I polled my readers several weeks ago asking them what they thought the tissue source was in low back pain?  Thanks to everyone who responded and provided feedback!  Results are:

tissue source in low back pain
tissue source in low back pain

An overwhelming winner at 41% “none: pain does not equal tissue damage”

So my next thought is: with this rationale, how would you treat an individual coming into your office?  I know this is a loaded question which varies from patient to patient, but everyone has their “go-to” treatment.  What is your typical “talk” that leads to an active recovery?

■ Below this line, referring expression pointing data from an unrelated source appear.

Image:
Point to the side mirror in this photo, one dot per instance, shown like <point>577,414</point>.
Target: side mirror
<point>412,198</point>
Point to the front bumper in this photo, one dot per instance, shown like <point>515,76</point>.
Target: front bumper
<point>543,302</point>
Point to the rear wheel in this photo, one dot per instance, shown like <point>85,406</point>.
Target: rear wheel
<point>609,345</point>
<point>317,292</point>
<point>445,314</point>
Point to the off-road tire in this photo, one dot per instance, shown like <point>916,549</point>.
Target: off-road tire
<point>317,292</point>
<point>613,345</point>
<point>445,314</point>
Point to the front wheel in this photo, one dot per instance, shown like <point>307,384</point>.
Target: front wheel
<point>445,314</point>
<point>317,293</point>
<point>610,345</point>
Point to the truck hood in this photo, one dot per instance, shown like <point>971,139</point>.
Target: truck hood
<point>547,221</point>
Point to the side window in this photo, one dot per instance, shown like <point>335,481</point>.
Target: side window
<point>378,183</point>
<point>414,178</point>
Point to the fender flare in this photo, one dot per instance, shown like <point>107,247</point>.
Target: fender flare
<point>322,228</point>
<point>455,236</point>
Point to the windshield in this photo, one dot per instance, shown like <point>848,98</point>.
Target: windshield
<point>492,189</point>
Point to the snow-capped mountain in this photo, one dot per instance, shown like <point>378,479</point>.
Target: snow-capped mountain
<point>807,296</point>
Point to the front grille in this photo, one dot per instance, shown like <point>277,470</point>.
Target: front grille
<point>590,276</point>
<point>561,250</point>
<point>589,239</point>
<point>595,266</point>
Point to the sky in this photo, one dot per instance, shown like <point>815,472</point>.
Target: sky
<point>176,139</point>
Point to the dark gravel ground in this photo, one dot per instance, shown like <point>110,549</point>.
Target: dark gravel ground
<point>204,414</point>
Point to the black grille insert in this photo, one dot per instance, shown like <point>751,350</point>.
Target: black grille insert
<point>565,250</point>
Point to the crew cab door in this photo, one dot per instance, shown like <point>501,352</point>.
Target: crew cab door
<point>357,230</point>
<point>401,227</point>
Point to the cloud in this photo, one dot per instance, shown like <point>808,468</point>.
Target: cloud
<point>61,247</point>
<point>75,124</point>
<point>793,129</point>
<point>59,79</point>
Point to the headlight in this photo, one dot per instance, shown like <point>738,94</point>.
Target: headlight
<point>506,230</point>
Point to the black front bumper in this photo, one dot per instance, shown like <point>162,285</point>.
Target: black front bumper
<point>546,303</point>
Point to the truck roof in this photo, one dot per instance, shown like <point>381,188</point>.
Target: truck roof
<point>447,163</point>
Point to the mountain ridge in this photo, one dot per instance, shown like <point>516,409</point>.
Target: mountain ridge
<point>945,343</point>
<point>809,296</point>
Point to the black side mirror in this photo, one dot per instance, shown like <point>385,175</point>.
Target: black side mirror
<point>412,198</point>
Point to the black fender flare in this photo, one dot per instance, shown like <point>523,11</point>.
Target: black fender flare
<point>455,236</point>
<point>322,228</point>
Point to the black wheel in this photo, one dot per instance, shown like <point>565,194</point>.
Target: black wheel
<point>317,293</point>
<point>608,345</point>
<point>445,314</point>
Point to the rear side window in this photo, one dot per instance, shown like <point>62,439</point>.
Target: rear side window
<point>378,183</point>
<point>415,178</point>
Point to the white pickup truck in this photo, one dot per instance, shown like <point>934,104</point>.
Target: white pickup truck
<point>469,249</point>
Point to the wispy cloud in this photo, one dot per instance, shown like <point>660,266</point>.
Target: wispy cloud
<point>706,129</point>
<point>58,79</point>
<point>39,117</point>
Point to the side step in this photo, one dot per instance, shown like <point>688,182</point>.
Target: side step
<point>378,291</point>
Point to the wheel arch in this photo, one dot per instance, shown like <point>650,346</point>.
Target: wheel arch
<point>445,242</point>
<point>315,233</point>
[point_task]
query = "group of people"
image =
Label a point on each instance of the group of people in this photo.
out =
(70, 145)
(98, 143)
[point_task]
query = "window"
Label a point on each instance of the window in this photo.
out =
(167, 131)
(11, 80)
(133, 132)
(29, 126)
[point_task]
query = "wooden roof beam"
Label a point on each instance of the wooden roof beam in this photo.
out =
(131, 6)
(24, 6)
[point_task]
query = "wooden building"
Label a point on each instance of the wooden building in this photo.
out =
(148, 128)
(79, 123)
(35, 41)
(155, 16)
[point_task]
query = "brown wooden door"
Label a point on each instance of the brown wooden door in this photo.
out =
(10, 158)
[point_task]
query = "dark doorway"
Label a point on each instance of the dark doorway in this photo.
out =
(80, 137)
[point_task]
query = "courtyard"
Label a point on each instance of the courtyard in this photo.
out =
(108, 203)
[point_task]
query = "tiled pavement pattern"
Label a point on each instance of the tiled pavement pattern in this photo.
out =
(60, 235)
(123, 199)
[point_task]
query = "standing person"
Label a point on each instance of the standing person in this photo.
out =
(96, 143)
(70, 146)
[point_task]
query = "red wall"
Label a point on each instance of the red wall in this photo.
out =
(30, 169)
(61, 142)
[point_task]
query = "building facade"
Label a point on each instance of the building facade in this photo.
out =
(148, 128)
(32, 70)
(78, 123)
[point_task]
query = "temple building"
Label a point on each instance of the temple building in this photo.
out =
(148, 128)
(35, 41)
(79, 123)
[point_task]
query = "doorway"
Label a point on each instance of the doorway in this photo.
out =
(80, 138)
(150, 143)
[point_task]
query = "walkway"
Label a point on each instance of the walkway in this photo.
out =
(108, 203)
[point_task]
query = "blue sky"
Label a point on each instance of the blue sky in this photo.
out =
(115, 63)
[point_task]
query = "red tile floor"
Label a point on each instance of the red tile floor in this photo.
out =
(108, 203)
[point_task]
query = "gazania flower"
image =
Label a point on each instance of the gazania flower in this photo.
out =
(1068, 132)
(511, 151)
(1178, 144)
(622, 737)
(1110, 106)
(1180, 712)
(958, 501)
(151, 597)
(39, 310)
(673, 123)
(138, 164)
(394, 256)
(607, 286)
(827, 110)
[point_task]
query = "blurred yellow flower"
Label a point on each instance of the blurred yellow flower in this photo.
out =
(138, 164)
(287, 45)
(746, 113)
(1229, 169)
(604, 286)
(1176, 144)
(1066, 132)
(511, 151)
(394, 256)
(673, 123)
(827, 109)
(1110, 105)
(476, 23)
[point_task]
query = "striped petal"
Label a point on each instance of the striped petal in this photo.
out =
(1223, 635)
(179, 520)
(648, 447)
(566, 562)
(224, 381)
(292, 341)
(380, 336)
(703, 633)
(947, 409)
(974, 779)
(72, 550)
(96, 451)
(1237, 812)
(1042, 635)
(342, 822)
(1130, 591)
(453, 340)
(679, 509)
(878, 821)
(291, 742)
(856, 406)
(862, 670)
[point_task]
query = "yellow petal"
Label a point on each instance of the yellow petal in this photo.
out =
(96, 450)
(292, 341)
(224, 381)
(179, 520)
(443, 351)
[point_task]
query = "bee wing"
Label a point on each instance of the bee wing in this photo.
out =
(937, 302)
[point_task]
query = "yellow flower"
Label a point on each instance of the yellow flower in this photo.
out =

  1. Per the clinical practice guidelines for low back pain, if someone comes in with non-specific low back pain I try to reaffirm the benefits of active rehabilitation and reiterate the structural prowess of the spine to help debunk the “I have a sore back and should do anything to cause more pain/more tissue damage” myth. Also, taking a pain science perspective, spending the first session just speaking to them about 1) what pain is, but more importantly 2) what pain isn’t can help to deal with fear avoidance beliefs and thought viruses that perpetuate their unwillingness to engage in activity. Along the lines of activity, I discuss graded exposure and pacing so they aren’t overdoing it and have a boom bust cycle to activity induced pain. I also discuss he benefits of manual therapy but rather than using pathoanatomical language like I pnce did (I’m going to gap this joint to help improve the slide/glide of the joint”) I rather discuss how manual therapy helps augment the active rehabilitation by reducing the threat causing the pain experience and helping them to move better

    1. Great points Steve! Thanks for the feedback. I really like the “boom to bust” metaphor…as patients can overdo ADLs and have a spillover effect.

      We both agree that a combination of non threatening movements, patient education, and manual therapy to calm down the system work well together.

  2. An active approach to recovery is valid regardless of the exact source of chronic “non-specific” low back pain. Patient education, graded exposure, motor control training, exercise and manual therapy are my go-tos.